Es besteht Einigkeit zwischen Bund, Land und Stadt, belastbar die Kosten für die notwendigen Maßnahmen am DLM ermitteln lassen zu wollen. Dafür sind jetzt wichtige Schritte erreicht worden. Zunächst wurde auf Absprache zwischen Bund, Land und Stadt im Baudezernat von Paul-Gerhard Weiß (FDP) ein Förderantrag erstellt. Dieser wiederum war nun die Grundlage für eine fast schon historische Entscheidung des Bundes.

„Die Bundesregierung stellt dem Deutschen Ledermuseum (DLM) in Offenbach erstmals 250.000 Euro aus dem Bundeshaushalt des kommenden Jahres 2021 zur Verfügung.“ Das verkündete der Obertshausener Bundestagsabgeordnete Björn Simon (CDU) am Rande der Sitzungswoche des Deutschen Bundestages in Berlin. Hier hat der Haushaltsausschuss des Parlamentes in seiner abschließenden Sitzung, der sogenannten „Bereinigungssitzung“, über den Regierungsentwurf für den Bundeshaushalt des kommenden Jahres entschieden. Die Gelder für das Ledermuseum stammen aus dem Einzelplan des Bundeskanzleramtes, in welchem auch der Kultur- und Medienhaushalt hinterlegt ist.

„Das Deutsche Ledermuseum ist weltweit das einzige Museum, das sich ausschließlich mit dem Werkstoff Leder befasst. Ich schätze besonders, wie das Museum mit viel Kreativität spannende Perspektiven und einfache Zugänge eröffnet wie Fühlen, Erinnerungen und Bezüge zum Alltag der Menschen. Damit leistet das Museum einen großartigen Beitrag zur Vermittlung komplexer gesellschaftlicher Themen“, sagt die hessische Ministerin für Wissenschaft und Kunst, Angela Dorn. „Wir sind froh, so einen Schatz in Hessen zu haben, und haben deshalb von diesem Jahr an bereits die jährliche institutionelle Förderung auf 440.000 Euro verdoppelt. Ich freue mich sehr, dass der Beschluss des Bundestages uns dem gemeinsamen Ziel der Modernisierung einen weiteren Schritt näherbringt. Wir haben die notwendigen Voruntersuchungen, die Voraussetzung für den erfolgreichen Antrag waren, gern mit Landesmitteln finanziert.“

„Wir ergänzen das mit 250.000 Euro im Haushalt 2021 der Stadt über unsere Änderungsliste“, teilt Stadtkämmerer Peter Freier mit. Freier und Schwenke spielen zugleich mit offenen Karten in Bezug auf die Möglichkeiten der Stadt: „Die Finanzlage der Stadt ist bekannt: aus den Prüfungen kann nur dann ein gelingendes Projekt werden, wenn Bund und Land letztlich wesentliche Teile finanzieren.
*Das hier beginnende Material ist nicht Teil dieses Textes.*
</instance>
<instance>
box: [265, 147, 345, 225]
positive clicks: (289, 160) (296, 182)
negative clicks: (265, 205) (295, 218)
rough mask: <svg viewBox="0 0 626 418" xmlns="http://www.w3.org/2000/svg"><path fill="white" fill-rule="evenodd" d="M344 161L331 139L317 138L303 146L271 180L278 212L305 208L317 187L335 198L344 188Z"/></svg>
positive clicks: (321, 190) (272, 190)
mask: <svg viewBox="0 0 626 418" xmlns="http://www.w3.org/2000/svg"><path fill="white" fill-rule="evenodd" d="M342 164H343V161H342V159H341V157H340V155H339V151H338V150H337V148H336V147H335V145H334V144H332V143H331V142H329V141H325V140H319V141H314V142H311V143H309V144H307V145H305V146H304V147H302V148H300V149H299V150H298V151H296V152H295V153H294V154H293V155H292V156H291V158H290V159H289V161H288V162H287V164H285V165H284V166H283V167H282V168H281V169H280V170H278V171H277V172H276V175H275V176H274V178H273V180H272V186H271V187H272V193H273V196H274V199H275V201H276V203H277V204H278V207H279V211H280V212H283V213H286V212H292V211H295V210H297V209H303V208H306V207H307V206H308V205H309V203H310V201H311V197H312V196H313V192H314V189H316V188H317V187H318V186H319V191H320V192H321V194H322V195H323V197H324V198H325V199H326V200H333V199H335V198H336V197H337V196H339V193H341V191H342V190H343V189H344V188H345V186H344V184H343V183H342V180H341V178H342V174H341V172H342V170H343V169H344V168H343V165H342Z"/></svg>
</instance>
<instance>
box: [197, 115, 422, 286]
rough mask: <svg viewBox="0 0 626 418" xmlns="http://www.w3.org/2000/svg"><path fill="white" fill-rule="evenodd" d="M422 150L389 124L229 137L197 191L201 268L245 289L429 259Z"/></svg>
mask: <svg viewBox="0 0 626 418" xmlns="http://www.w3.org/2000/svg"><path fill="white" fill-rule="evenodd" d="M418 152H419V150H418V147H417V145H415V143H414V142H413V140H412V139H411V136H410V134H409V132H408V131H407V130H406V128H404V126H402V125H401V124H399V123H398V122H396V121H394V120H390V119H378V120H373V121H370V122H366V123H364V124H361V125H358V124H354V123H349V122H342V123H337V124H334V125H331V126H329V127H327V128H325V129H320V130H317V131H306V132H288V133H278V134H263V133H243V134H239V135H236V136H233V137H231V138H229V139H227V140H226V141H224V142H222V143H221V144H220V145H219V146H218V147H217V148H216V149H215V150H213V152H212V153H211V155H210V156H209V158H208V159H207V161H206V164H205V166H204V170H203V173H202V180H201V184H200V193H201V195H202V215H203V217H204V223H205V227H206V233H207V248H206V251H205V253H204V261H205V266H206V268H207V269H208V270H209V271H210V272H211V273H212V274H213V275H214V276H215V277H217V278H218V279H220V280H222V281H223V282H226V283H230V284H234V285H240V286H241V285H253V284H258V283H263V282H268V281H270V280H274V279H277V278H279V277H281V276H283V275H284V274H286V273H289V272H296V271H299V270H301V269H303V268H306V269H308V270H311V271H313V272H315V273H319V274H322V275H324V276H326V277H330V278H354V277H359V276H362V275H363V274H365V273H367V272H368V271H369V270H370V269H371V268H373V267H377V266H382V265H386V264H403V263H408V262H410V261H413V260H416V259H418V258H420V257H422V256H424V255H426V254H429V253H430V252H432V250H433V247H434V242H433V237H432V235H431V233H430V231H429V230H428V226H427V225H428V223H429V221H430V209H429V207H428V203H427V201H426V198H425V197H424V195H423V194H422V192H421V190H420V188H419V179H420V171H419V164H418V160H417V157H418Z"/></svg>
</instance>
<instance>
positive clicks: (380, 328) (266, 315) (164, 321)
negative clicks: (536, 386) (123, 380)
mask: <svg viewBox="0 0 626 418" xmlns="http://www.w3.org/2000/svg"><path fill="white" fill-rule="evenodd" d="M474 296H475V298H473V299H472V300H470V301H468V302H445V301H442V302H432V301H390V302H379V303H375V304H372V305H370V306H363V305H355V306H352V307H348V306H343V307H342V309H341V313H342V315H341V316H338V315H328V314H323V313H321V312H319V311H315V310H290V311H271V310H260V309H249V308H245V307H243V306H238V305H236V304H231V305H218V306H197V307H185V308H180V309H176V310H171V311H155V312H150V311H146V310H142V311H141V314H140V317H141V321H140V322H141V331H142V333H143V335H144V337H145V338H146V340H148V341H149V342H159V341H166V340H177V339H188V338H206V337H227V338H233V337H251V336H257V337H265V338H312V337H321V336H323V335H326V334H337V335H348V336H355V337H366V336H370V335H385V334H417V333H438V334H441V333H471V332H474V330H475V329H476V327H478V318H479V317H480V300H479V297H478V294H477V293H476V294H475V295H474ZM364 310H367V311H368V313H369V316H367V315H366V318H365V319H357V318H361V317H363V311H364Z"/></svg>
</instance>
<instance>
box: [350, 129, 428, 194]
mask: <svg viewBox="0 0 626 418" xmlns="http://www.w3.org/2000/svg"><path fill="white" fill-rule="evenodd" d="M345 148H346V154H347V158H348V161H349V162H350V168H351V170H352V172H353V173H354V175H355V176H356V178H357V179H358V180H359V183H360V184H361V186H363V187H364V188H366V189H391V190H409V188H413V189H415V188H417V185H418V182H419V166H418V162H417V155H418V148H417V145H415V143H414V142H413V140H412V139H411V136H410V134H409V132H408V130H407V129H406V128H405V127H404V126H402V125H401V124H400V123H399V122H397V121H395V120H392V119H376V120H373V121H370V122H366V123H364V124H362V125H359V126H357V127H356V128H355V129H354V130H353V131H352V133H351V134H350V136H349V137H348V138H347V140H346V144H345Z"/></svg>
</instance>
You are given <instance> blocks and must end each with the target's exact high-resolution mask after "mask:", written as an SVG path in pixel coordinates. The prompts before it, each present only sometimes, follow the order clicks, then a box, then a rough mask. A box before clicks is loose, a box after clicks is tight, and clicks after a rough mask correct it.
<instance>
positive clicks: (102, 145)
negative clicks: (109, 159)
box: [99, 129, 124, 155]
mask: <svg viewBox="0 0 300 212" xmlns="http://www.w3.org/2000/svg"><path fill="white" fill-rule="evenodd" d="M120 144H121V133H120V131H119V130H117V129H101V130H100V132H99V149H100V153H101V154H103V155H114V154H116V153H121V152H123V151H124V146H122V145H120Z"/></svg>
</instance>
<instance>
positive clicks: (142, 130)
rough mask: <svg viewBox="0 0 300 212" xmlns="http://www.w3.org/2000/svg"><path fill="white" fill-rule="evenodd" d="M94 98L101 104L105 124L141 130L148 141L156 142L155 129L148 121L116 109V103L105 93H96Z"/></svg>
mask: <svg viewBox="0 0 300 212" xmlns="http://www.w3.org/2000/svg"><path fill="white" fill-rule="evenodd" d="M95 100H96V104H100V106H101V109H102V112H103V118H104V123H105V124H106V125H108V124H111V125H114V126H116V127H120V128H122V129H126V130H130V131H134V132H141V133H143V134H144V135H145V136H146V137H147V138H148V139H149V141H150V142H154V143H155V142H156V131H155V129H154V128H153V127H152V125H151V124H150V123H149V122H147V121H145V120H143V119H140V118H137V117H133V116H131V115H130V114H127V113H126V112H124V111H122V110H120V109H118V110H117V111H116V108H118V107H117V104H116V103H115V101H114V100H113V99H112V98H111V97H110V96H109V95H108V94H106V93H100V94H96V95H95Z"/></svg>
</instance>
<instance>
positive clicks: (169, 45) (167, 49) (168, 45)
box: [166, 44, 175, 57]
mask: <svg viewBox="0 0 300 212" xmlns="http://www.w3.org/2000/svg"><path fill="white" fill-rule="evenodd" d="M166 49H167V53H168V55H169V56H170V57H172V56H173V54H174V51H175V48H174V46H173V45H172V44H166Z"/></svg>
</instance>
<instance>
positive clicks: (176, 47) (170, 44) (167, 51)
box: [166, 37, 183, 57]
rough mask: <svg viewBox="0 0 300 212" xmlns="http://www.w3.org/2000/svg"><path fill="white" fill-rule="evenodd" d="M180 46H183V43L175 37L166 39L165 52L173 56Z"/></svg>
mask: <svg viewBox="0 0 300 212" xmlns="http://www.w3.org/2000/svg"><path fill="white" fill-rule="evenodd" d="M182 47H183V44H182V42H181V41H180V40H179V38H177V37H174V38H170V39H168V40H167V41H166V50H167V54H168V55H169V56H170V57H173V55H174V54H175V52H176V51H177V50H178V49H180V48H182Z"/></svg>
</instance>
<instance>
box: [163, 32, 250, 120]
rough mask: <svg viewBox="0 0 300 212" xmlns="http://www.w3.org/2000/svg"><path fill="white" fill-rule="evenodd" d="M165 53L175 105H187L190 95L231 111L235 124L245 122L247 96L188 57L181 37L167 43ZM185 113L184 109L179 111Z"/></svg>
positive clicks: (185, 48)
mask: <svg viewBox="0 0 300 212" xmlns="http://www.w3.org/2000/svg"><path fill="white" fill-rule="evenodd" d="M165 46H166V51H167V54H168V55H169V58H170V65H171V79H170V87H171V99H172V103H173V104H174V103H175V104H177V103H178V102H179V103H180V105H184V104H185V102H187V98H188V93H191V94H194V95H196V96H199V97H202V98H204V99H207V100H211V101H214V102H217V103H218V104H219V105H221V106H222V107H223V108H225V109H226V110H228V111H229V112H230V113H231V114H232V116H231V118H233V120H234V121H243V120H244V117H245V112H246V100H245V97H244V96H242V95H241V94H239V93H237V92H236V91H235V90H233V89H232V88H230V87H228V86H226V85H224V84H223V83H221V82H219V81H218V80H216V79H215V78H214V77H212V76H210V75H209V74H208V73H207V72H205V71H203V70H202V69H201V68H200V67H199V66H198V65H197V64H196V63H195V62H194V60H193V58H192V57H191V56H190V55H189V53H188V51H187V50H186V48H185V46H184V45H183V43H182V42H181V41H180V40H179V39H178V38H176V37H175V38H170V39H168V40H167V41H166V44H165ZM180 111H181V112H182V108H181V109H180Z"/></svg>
An Dankbarkeit unsererseits wird es dann sicher nicht fehlen.“

„Ich freue mich sehr, dass die Haushaltspolitiker des Deutschen Bundestages nach unserem Einsatz in den vergangenen Monaten bereit sind, das traditionsreiche DLM und die einzigartigen Schätze der in Offenbach vorhandenen Sammlung finanziell zu unterstützen“, verdeutlichte Björn Simon. „Die nun vorliegenden 250.000 Euro stellen eine erste Anschubfinanzierung für die beabsichtigte inhaltliche und gestalterische Neuausrichtung des DLM dar.“

„Wir haben gemeinsam intensiv an der Vision der Erneuerung des Ledermuseums gearbeitet; die Zusage von Bundesmitteln legt einen wichtigen Grundstein dafür. Ich bin gespannt auf die Ergebnisse des Architektenwettbewerbs, den es nun vorzubereiten gilt. Nachdem die realistischen Kosten ermittelt sind, werde ich mich auch weiterhin für eine anteilige Finanzierung der Baukosten im Landeshaushalt einsetzen“, so Ministerin Dorn. „Uns ist – gerade jetzt in Zeiten der Pandemie – sehr bewusst, wie wichtig Museen für die Identität einer Stadt, das öffentliche Leben und für unsere Seelen sind. Das Deutsche Ledermuseum hat sehr gute Möglichkeiten, die Menschheitsgeschichte anhand der Kulturgeschichte des Leders darzustellen. Die nötige inhaltliche und gestalterische Neuausrichtung hat mit der Entscheidung des Bundes eine realistische Perspektive erhalten.“

„Es gibt derzeit kaum ein Projekt, an dem dermaßen viele Beteiligte unterschiedlicher Ebenen gleichzeitig arbeiten. In meiner Funktion als Senatspräsident ist meine wesentliche Aufgabe dabei, alle Gesprächsfäden zusammenzuhalten. Ich bin allen Beteiligten höchst dankbar, dass die zahllosen Gespräche, Termine und Besichtigungen jetzt erstmals zu greifbaren Fortschritten führen. Denn das DLM ist ein Leuchtturm für Offenbach und es verdient diese Aufmerksamkeit“, freut sich OB Schwenke.